China has cancelled the construction of a $6 billion nuclear procession plant in Guangdong province apparently due to public concerns over its safety.
The planned nuclear fuel processing project in south China's Guangdong Province has been cancelled, state-run Xinhua news agency reported on Satur.
The planned Longwan Industrial Park project under China National Nuclear Corporation, located in Zhishan Township in Heshan City, was cancelled, the report said, quoting officials of municipal government of Jiangmen, which administers Heshan and company sources.
The planned industrial park, with a designed capacity of 1,000 tonnes of uranium in 2020, was to feature facilities for uranium conversion, enrichment and manufacturing of nuclear fuel equipment, involving a total investment of 37 billion yuan ($6 billion), the report said.
The brief report did not mention why the project was cancelled.
This is the first nuclear project cancelled by China, which is embarking on a massive expansion of nuclear power projects.
Earlier reports said local people had expressed concerns over the safety of the processing plant handling such large quantities of uranium.
Public protests which are rare in China are now becoming common specially when it comes to preservation of the environment.
Chinese officials also halted the construction of a copper alloy plant in Sichuan province following violent protests by local residents.
The cancellation of Guangdong plant also comes in the backdrop of slowing down of the economy which was expected to contract to 7.5% this year from last year's 7.8%, amid reports of a liquidity crunch.
In March this year, China shook off concerns over nuclear safety after Fukushima disaster and announced plans to increase its installed nuclear power generation capacity to 20% this year.
By 2020 China will have the third-largest number of nuclear power-generating units in operation, following the US and France, He Yu, Chairman of the China Guangdong Nuclear Power Group said.
Nuclear power totalling 3.24 gigawatts (GW) will be added in 2013, previous reports of Xinhua quoted National Development and Reform Commission as saying.
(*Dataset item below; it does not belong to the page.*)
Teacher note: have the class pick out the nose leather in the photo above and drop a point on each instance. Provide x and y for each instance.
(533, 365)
According to a government white paper on energy released in October, 2012, China had 15 nuclear power-generating units in operation with a total installed capacity of 12.54 GW.
He Yu said China has another 30 units currently under construction, which will add another 32.81 GW.
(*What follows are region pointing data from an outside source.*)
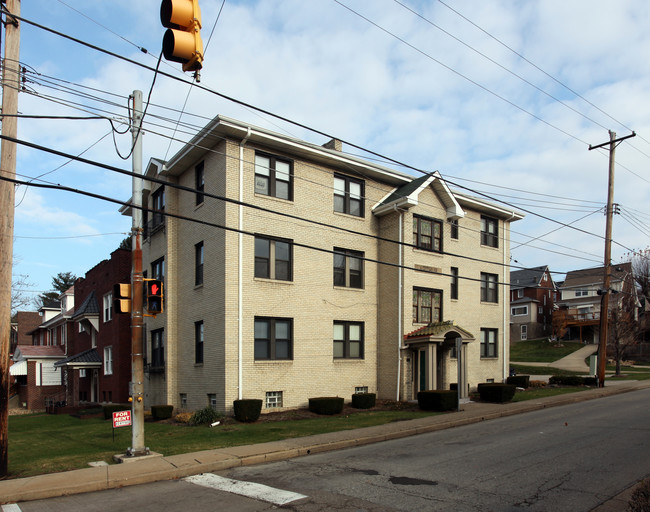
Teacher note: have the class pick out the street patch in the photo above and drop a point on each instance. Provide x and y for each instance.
(249, 489)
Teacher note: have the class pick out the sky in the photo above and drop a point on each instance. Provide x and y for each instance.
(503, 98)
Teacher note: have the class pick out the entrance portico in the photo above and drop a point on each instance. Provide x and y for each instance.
(438, 349)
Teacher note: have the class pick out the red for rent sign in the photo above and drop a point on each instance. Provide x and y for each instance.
(121, 419)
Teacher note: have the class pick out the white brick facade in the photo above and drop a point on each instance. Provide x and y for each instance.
(231, 297)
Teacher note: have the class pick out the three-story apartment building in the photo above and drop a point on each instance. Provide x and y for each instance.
(293, 270)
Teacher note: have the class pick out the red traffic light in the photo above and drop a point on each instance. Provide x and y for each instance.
(153, 296)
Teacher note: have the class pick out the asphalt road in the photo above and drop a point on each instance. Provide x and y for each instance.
(569, 458)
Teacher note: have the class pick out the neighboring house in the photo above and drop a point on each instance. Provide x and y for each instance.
(581, 295)
(261, 303)
(38, 383)
(23, 324)
(37, 379)
(98, 363)
(532, 300)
The October white paper stated that nuclear power only accounts for 1.8% of China's total power output, far below the global average of 14%.
China's nuclear power development came to a halt after the Fukushima nuclear crisis that occurred in Japan in March, 2011.
The country suspended approvals for new nuclear plants and carried out a nationwide safety review after the crisis.
The approvals were cautiously resumed in October, 2012.
In January, China broke ground on a 3-billion-yuan ( USD 476 million) nuclear power project with a designed capacity of 200 megawatts in the city of Rongcheng in east China's Shandong Province.
The project will be the first in the world to feature a high-temperature gas-cooled reactor with fourth-generation features to be used for commercial purposes.
Developed by Tsinghua University, the reactor will start generating power by the end of 2017.